Efficient Bits: February 2014

At 13 years and 4 months the Chemistry Development Kit (CDK) is reasonably mature for a software project. Over the years there have been many changes in development practices as the code base evolved. This post is a departure for the usual algorithms and performance tests and looks at a recent and major change in the CDK development process.

On Monday, Egon, Nina and I made the final alterations that changed the build system from Ant to Maven. This change has been in the works for a long time and has been suggested multiple times. The actually migration has taken about a years worth of planning.

If you want to have a play with the new build system yourself I've put together a brief guide that also describes how to import the project into several popular IDEs - Building CDK. The project README also summarises the command line usage.

I download CDK releases and use it my project, what has changed?

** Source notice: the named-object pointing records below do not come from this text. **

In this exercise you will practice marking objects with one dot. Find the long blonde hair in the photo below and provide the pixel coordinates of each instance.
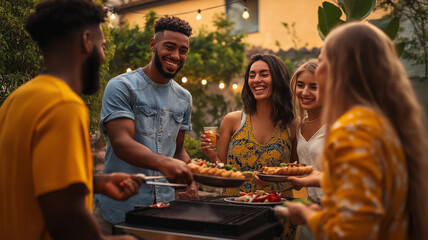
(364, 69)
(309, 66)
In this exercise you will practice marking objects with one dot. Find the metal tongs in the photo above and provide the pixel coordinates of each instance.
(145, 178)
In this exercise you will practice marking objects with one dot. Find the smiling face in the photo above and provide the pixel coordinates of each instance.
(307, 91)
(170, 52)
(260, 80)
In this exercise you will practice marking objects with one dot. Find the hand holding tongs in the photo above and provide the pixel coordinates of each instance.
(145, 178)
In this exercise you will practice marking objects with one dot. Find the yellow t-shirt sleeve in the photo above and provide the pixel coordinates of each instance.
(354, 181)
(60, 155)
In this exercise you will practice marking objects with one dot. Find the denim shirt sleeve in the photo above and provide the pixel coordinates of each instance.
(116, 102)
(186, 124)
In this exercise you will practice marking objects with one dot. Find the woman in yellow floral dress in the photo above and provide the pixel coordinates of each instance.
(258, 135)
(375, 158)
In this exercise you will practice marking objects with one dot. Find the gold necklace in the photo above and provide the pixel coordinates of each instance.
(313, 120)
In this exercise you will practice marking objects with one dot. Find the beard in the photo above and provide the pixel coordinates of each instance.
(91, 73)
(158, 65)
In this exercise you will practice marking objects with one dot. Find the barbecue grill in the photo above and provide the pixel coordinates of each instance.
(201, 220)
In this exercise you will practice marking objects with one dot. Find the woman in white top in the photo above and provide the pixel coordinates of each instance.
(310, 132)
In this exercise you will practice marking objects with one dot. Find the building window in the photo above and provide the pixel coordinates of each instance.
(234, 10)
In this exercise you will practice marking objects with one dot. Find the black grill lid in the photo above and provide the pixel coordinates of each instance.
(202, 217)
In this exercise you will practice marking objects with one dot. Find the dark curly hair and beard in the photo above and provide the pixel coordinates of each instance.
(90, 73)
(174, 24)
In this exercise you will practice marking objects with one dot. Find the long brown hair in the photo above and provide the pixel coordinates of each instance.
(364, 69)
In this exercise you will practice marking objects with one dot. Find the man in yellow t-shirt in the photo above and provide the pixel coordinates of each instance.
(46, 181)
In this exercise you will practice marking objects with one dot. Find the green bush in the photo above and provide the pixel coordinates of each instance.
(193, 148)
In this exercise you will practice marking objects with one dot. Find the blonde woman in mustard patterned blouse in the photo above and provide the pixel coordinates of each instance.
(374, 160)
(258, 135)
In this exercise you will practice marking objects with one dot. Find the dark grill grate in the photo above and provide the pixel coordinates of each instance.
(202, 217)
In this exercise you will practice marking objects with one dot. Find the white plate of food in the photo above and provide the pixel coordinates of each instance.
(216, 181)
(277, 178)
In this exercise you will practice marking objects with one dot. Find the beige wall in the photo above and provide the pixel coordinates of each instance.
(304, 13)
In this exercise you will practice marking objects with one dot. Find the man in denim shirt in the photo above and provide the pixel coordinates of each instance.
(144, 116)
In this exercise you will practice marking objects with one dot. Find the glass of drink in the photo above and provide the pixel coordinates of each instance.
(211, 133)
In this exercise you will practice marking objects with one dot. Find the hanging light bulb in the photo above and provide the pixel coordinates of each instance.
(245, 14)
(199, 16)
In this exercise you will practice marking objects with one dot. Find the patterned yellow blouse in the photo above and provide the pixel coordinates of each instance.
(246, 154)
(365, 180)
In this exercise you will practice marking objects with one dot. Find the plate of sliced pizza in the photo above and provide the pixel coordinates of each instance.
(285, 170)
(217, 174)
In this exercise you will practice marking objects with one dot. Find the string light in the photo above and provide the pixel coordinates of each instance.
(199, 16)
(245, 14)
(182, 13)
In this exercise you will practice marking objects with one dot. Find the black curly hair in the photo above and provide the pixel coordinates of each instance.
(172, 23)
(54, 19)
(281, 94)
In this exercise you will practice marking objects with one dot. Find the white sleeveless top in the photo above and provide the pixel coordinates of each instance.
(308, 152)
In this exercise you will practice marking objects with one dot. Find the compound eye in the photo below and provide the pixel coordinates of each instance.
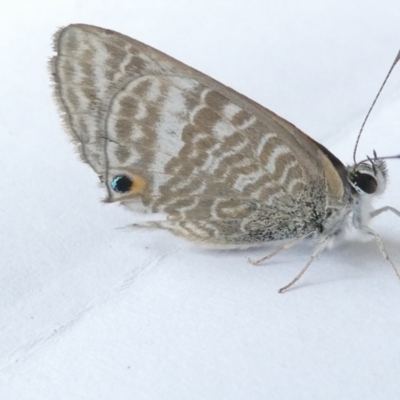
(365, 182)
(121, 184)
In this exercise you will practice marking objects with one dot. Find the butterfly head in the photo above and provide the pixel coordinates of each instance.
(369, 177)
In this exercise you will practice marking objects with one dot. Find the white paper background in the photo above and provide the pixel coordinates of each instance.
(90, 311)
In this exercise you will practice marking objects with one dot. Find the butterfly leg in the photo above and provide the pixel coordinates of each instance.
(378, 240)
(383, 209)
(314, 255)
(284, 247)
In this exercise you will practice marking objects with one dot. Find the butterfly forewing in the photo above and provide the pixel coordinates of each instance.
(222, 168)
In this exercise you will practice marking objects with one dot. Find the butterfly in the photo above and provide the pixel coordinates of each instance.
(223, 170)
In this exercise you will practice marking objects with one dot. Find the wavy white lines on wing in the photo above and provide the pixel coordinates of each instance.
(213, 162)
(101, 57)
(264, 140)
(225, 210)
(222, 129)
(230, 110)
(293, 183)
(286, 170)
(201, 105)
(169, 130)
(278, 151)
(244, 180)
(269, 200)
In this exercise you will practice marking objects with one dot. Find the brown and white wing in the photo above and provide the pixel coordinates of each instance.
(217, 164)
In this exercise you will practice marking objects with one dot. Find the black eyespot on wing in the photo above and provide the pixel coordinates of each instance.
(121, 184)
(366, 183)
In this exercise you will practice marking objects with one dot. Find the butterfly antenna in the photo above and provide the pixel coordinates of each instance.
(373, 104)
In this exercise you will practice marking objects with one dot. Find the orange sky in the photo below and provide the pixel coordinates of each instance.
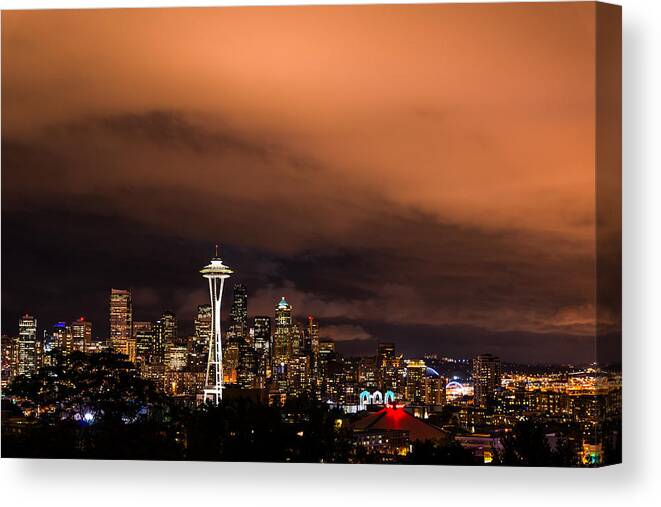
(474, 117)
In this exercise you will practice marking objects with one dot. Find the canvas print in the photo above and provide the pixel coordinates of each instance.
(384, 234)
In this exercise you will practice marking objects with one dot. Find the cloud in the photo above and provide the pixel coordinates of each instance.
(345, 332)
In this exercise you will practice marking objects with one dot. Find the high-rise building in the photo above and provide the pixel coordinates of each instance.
(262, 343)
(143, 334)
(8, 344)
(203, 325)
(239, 310)
(81, 333)
(30, 348)
(159, 343)
(415, 381)
(486, 379)
(387, 367)
(176, 357)
(199, 347)
(282, 335)
(121, 322)
(62, 338)
(170, 331)
(312, 337)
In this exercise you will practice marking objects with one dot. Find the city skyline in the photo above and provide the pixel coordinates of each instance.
(298, 317)
(395, 198)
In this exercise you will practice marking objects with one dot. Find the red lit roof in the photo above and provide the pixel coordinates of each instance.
(397, 419)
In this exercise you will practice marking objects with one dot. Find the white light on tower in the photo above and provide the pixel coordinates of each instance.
(216, 273)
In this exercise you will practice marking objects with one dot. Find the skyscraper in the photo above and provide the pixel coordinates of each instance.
(239, 310)
(415, 381)
(30, 349)
(62, 338)
(81, 333)
(262, 344)
(143, 334)
(386, 369)
(121, 323)
(169, 323)
(312, 337)
(199, 349)
(282, 335)
(159, 343)
(486, 379)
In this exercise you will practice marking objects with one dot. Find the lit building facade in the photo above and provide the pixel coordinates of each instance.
(486, 379)
(121, 323)
(29, 347)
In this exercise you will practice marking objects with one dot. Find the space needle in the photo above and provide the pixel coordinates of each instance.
(216, 272)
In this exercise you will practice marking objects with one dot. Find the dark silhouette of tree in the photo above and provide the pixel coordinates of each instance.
(432, 453)
(526, 445)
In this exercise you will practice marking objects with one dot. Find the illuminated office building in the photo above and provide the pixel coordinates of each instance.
(159, 343)
(176, 357)
(262, 343)
(239, 310)
(29, 348)
(81, 333)
(61, 338)
(143, 334)
(415, 381)
(486, 379)
(169, 324)
(282, 335)
(199, 348)
(312, 337)
(121, 323)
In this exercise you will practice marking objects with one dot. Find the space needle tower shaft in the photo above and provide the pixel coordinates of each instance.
(216, 272)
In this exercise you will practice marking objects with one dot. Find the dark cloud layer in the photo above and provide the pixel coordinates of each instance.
(388, 191)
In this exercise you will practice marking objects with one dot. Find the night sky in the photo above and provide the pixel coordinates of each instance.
(421, 174)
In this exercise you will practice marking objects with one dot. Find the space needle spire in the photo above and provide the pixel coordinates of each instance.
(216, 272)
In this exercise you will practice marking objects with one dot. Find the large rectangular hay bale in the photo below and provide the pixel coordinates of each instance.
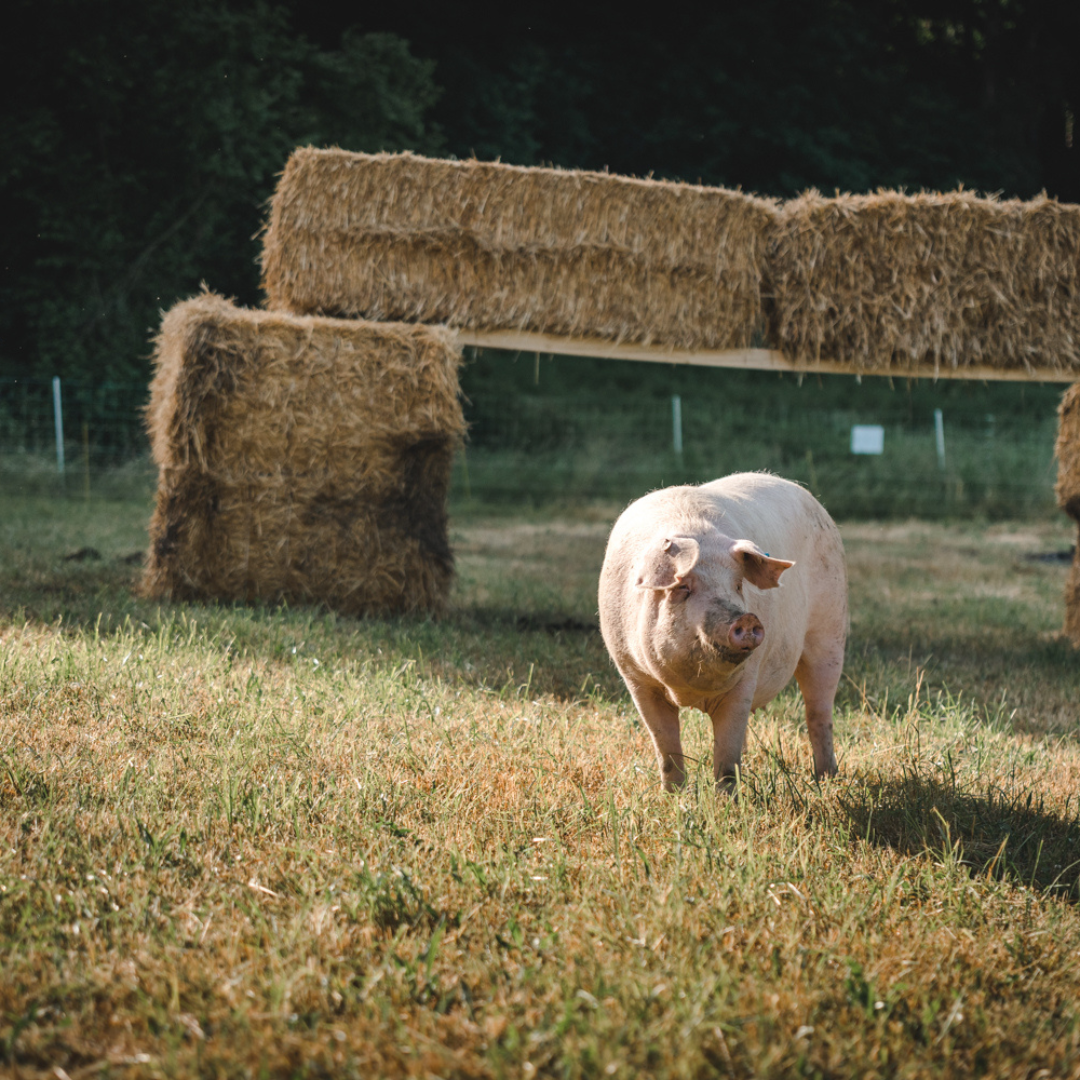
(1068, 498)
(913, 284)
(301, 459)
(491, 246)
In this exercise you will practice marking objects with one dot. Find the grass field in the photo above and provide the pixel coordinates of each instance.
(261, 841)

If you are using the CDK as a dependancy you should not notice any difference. The library and bundled dependencies will still be distributed at each release. If you are also using maven then CDK module artefacts have been deployed for last few releases. These are by far the easiest way to use the library as dependency versioning is managed maven and newer releases can be automatically downloaded. Please see the project README for repository details.

I build the CDK source and use it my project, what has changed?

The source code is now built with maven - the README summarises the steps. As with releases, SNAPSHOT artefacts will be deployed to a remote repository (currently EBI).

I have modifications to the CDK that I apply, what has changed?

If your patches are Git commits then these can still be applied. Git will sort out and use the correct file locations to any modified files. If the patch creates new files these will need to be moved manually to the correct location.

CDK Modules in Dec 2013 - Egon W, Bits of Blah

Existing project structure

Prior to Monday the project code was organised under a single root folder. The Ant build would then read instructions in the source code and assemble the modules during compilation. This approach allowed progressive partition the code into modules over an extended period. Without this system we would not have be able to convert to maven at all.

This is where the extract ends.